It is with those centuries of opposition and incidents behind their peoples that we can understand the surprise of the Samaritan woman (John 4:9) when Jesus rises above the social and religious restrictions not just of a man talking to a woman, but also of a Jew talking to a Samaritan.

The Samaritan is the one that teaches gratitude in the miracle of the 10 Lepers.

He demonstrated how to respond when we benefit from the grace and goodness of others.

The Samaritans showed by their behaviour that they were better than the Jews in understanding and demonstration of the essence God and godliness.

They exposed the difference between the religiosity of the Jews and their piety.
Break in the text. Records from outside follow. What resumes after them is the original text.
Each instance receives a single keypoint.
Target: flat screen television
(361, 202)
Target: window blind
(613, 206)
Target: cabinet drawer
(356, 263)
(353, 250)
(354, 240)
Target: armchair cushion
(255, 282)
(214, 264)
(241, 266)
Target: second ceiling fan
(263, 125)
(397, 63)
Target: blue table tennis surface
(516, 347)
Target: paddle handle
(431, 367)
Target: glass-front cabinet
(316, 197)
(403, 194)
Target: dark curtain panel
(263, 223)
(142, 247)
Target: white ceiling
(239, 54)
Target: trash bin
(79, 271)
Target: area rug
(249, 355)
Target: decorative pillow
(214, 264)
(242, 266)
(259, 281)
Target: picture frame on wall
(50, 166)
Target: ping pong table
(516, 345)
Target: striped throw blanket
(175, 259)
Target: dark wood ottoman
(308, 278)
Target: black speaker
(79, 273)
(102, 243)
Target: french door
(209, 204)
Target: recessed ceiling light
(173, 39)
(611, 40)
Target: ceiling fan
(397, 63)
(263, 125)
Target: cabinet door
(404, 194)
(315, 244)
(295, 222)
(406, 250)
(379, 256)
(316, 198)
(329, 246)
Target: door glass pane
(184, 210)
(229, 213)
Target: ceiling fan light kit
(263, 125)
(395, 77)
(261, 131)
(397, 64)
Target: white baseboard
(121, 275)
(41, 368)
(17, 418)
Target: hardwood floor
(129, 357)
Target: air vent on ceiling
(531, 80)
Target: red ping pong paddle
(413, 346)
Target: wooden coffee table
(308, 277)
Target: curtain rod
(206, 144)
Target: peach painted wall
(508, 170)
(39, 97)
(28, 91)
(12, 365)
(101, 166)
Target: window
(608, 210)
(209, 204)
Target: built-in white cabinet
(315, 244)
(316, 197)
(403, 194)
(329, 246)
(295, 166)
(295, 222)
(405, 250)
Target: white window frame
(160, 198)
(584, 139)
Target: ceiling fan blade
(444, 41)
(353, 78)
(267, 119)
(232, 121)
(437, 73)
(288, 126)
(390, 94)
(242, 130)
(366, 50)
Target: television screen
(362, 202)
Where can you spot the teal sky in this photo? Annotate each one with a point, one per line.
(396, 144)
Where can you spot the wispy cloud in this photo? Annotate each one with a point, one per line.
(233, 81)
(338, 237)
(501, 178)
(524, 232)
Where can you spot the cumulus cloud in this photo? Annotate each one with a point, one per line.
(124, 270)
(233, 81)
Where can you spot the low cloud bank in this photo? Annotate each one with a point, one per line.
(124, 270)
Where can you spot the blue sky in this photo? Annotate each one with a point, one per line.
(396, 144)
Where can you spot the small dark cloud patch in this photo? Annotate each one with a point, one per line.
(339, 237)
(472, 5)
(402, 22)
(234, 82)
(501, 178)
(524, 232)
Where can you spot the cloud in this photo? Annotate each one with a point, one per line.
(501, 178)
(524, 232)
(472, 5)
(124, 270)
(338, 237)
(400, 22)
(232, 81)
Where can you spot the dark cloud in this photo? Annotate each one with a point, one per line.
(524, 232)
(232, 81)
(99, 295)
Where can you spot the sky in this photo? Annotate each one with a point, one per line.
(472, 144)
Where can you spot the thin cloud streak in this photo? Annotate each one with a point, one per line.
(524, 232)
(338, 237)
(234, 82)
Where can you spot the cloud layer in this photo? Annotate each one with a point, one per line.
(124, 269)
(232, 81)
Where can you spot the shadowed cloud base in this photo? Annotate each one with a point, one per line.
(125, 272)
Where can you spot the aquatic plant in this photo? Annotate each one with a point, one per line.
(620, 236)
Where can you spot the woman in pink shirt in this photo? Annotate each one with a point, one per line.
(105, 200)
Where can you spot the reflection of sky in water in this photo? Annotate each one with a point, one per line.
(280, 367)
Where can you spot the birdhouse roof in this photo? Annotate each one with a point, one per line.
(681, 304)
In spite of this, the Jews looked down on them and believed them to be inferior and unworthy to worship in the same temple with them.

Today we see the same script played out in different parts of the world, only with different casts.

All over the world, Liberals are demonstrating that they are more compassionate, more tolerant, more sensitive, non-judgemental in attitude, less prejudiced, more peaceful and more caring.

They stand against death penalty and defend human dignity and sanctity of life. Yet they are pro abortion rights for women.

while the religious right advocate for death penalty and discrimination and criminalisation of those who are not like them.

Liberal stand against racial and religious discrimination. They stand against Islamic extremism and white supremacy. They fight against ethnic and religious intolerance, persecution of non Muslims in Islamic countries and homosexuals in western countries.

And what do you get from the extreme religious conservatives right? Talibans, subjugation of women, Support for sex and gender inequality and justification of prejudice and segregation.

I suppose we should stop and think about the Good Samaritan and rise above ethnic and religious prejudices, which are the two main constructs at the root of our problems and descent into anarchy.

All men are brothers. God created them many nations out of one blood. Jesus said, leave them to grow together until the harvest. This world is for the righteous and sinners to share. We just have to live peacefully together until the judge decides.